Crypto VC Funding Skyrockets in November Fueled by Naver’s $10.3 Billion Mega-Deal

Venture capital isn't just dipping a toe back into crypto waters—it's diving headfirst. November's funding surge signals a tectonic shift in institutional sentiment, with one colossal deal rewriting the rulebook.
The $10.3 Billion Catalyst
Forget gradual recovery. A single, strategic move by a tech titan can supercharge an entire sector's financial engine overnight. This isn't about scattered seed rounds; it's about established giants placing billion-dollar bets on blockchain's infrastructure and utility.
Beyond the Headline Number
The real story isn't just the size of the check, but where it's headed. Capital is flowing toward foundational tech—scaling solutions, privacy protocols, and real-world asset tokenization—not just speculative tokens. Smart money builds the rails, then profits from the traffic.
A New Funding Paradigm
Gone are the days of funding based on whitepapers and hype. Due diligence is back, but it's sharper, focused on revenue models, regulatory pathways, and sustainable tokenomics. The bar is higher, and that's a bullish filter for the entire ecosystem.
The surge proves a simple, often-ignored truth in finance: when traditional markets get shaky, smart capital seeks asymmetric opportunities—and right now, those are being coded, not traded on the S&P. The old guard might call it risky; the builders call it the next internet.

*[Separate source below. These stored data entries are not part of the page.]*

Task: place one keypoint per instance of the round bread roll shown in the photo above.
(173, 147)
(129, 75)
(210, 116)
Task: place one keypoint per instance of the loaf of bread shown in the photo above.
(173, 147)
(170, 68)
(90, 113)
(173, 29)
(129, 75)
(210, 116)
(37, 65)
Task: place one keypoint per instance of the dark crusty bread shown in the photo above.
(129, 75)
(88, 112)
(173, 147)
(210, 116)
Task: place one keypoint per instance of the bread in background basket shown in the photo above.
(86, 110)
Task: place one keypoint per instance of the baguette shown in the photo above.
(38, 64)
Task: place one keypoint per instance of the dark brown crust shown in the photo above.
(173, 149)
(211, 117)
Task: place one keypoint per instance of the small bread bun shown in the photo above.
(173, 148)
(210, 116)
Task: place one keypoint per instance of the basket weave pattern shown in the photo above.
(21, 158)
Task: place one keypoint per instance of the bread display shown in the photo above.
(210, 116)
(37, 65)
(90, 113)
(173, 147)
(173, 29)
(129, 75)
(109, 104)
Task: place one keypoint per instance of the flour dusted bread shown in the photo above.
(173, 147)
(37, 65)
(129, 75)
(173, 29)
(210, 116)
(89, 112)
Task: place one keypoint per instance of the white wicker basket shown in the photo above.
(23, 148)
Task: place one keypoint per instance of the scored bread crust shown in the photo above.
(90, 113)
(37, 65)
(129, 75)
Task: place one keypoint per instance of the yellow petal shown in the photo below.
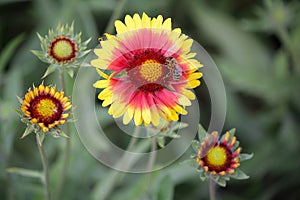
(120, 27)
(137, 117)
(128, 115)
(146, 115)
(129, 22)
(107, 102)
(167, 24)
(183, 100)
(101, 84)
(189, 94)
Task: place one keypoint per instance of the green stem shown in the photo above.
(45, 179)
(212, 189)
(67, 147)
(116, 14)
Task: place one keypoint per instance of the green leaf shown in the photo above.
(245, 156)
(27, 131)
(195, 145)
(190, 162)
(40, 55)
(239, 174)
(201, 132)
(9, 50)
(221, 182)
(25, 172)
(49, 70)
(166, 189)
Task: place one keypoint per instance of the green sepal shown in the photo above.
(161, 141)
(49, 70)
(40, 55)
(70, 71)
(190, 162)
(245, 156)
(27, 131)
(201, 132)
(25, 172)
(239, 174)
(195, 145)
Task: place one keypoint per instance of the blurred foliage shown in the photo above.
(256, 45)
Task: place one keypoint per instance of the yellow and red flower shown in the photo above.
(45, 107)
(218, 159)
(150, 70)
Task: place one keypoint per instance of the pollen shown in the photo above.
(217, 156)
(151, 70)
(46, 108)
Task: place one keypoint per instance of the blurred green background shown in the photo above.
(256, 46)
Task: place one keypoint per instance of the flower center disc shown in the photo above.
(151, 70)
(217, 156)
(63, 49)
(45, 109)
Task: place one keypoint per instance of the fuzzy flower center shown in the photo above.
(46, 109)
(62, 49)
(217, 156)
(151, 70)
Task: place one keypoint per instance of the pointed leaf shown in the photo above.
(161, 141)
(239, 174)
(27, 131)
(25, 172)
(245, 156)
(49, 70)
(232, 132)
(190, 162)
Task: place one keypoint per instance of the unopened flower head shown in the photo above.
(148, 71)
(62, 48)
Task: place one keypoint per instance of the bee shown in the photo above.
(174, 69)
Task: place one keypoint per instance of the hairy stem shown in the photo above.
(212, 189)
(45, 178)
(67, 146)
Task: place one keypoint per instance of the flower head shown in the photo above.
(44, 108)
(62, 48)
(217, 158)
(149, 71)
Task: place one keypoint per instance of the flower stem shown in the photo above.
(45, 178)
(67, 147)
(212, 189)
(116, 14)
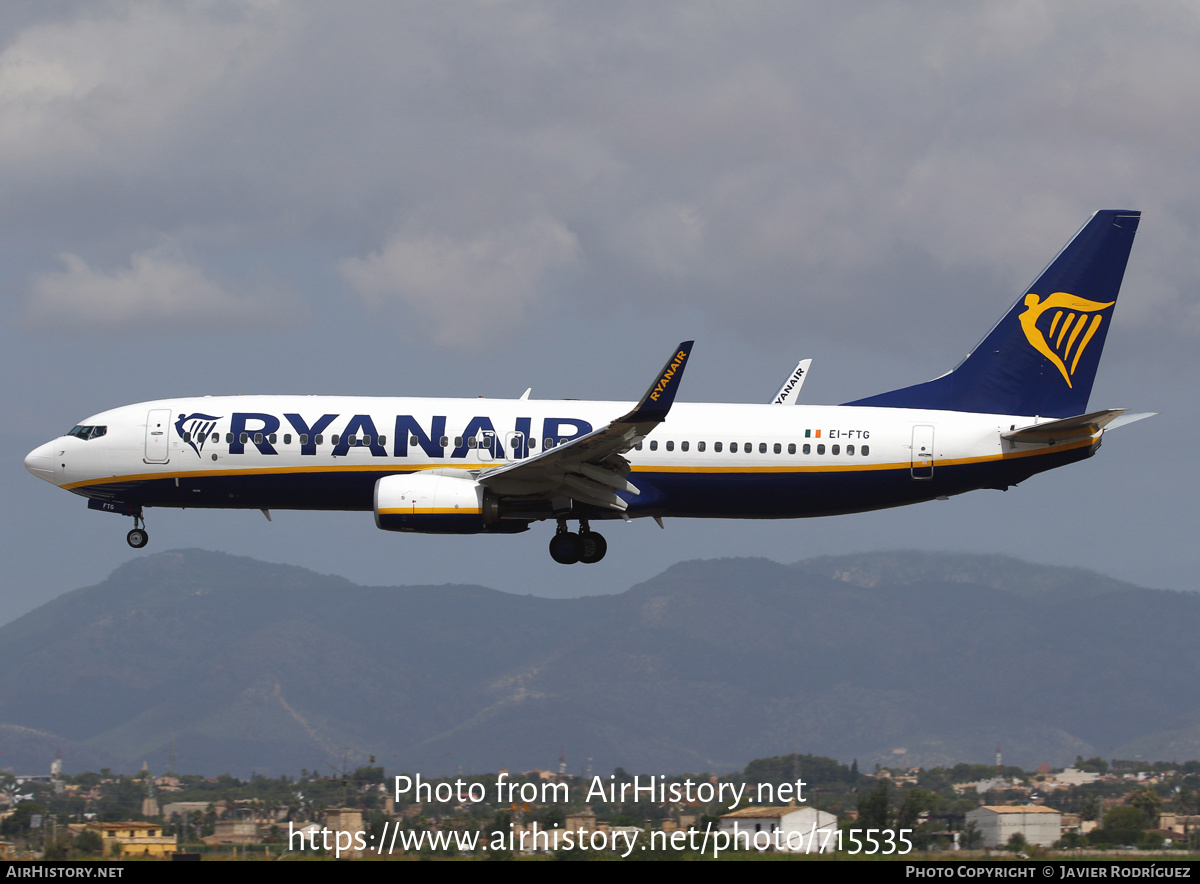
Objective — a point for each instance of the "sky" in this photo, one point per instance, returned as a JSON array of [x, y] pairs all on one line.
[[469, 199]]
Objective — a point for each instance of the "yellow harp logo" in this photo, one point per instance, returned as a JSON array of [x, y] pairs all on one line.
[[1067, 337]]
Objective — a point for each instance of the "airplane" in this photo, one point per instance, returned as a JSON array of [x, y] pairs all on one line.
[[1017, 406]]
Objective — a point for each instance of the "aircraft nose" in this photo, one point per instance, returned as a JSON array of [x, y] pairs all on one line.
[[41, 462]]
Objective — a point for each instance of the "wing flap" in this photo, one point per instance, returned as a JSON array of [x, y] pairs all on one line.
[[591, 469]]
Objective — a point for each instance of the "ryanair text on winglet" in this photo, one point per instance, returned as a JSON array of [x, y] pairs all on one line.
[[665, 380]]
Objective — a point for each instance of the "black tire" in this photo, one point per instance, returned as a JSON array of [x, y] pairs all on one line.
[[592, 547], [564, 548]]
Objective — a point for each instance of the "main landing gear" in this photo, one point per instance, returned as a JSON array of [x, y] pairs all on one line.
[[587, 546], [138, 536]]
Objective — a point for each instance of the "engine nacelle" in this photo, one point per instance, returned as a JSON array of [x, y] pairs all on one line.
[[436, 504]]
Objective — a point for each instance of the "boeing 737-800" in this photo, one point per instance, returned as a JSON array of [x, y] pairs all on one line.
[[1014, 407]]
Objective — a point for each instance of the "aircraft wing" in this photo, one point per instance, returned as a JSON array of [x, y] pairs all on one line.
[[591, 469]]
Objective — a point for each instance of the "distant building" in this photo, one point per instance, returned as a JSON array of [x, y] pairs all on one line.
[[233, 831], [1077, 777], [790, 829], [135, 839], [1039, 824]]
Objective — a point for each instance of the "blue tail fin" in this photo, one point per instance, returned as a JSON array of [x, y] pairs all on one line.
[[1041, 359]]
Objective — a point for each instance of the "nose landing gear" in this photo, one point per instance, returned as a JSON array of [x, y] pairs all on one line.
[[587, 546], [138, 536]]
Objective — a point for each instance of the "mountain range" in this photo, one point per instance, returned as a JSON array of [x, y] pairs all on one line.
[[231, 665]]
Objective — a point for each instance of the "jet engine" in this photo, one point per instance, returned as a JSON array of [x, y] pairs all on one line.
[[427, 503]]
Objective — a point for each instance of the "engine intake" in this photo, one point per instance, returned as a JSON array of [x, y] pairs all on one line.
[[436, 504]]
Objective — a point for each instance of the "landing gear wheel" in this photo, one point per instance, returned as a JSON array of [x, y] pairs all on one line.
[[592, 547], [564, 548]]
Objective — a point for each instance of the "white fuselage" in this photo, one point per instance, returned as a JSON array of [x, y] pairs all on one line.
[[733, 461]]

Naver’s $10.3B Buy of Dunamu Becomes Crypto’s Biggest Deal
That outlier was Naver’s $10.3 billion all-stock acquisition of Dunamu, the operator of Upbit.
The deal, the largest financing event the crypto industry has seen, values Dunamu at about KRW 15.1 trillion and signals renewed appetite for scale through consolidation.
Dunamu reported revenue of KRW 1.19 trillion for the first nine months of the year, with Upbit accounting for nearly all of it, underscoring how trading platforms continue to anchor cash flows even as the market matures.
Strip away the Naver-Dunamu mega-deal and November looks more cautious. Capital clustered around fewer, larger checks while early-stage activity cooled.
By sector, DeFi (30.4%) and CeFi (12.5%) led deal counts, followed by AI (7.1%), RWA/DePIN (7.1%), and Tooling/Wallets (5.4%), suggesting investors are prioritizing infrastructure and finance-native use cases over consumer experiments.
Prediction-market operator Kalshi closed a $1 billion round led by Sequoia and CapitalG, vaulting to an $11 billion valuation, while talks swirled that rival Polymarket could seek a double-digit-billion price tag.
Payments heavyweight Ripple secured $500 million, lifting its valuation to $40 billion, with backing tied to Fortress and Citadel Securities alongside marquee crypto funds.
November VC Monthly Report: November 2025 recorded 57 crypto VC deals, down 28% month-over-month, while total funding surged 219% to USD 14.54 billion, mainly due to Naver’s USD 10.3 billion acquisition of Upbit operator Dunamu. Other major deals included Kalshi (USD 1B), Ripple… pic.twitter.com/rjbjEUCKyM
— Wu Blockchain (@WuBlockchain) December 2, 2025Kraken added $200 million at a $20 billion valuation after a $600 million raise earlier in the fall.
Market-infrastructure specialist Tharimmune lined up a $540 million private placement to hold Canton tokens for institutional workflows, while Bitcoin lender Lava raised $200 million to expand BTC-based instruments.
On the ecosystem side, L1 aspirant Monad pulled in $188 million via a public sale, wallet firm Exodus Movement struck a $175 million cash-and-BTC-financed acquisition for payments group W3C, and Lloyds agreed to buy Curve for roughly $158 million.
Custodian Paxos Trust Company capped the month by acquiring Fordefi in a deal topping $100 million.
Crypto VC Rebounds to $4.65B in Q3
As reported, crypto venture funding rebounded sharply in the third quarter, reaching $4.65 billion, the second-strongest quarter since the FTX collapse in late 2022.
The total marked a 290% jump from Q2 and came close to Q1’s $4.8 billion, according to data from Galaxy Digital.
Funding was heavily concentrated, with just seven deals accounting for half of all capital invested across 414 transactions.
The biggest raises went to established players, led by $1 billion for Revolut, $500 million for Kraken, and $250 million for Erebor, a US-based crypto bank.
Capital clustered around stablecoins, AI-linked crypto tools, infrastructure, and trading technology, while early-stage fundraising remained muted after nearly two years of cautious dealmaking.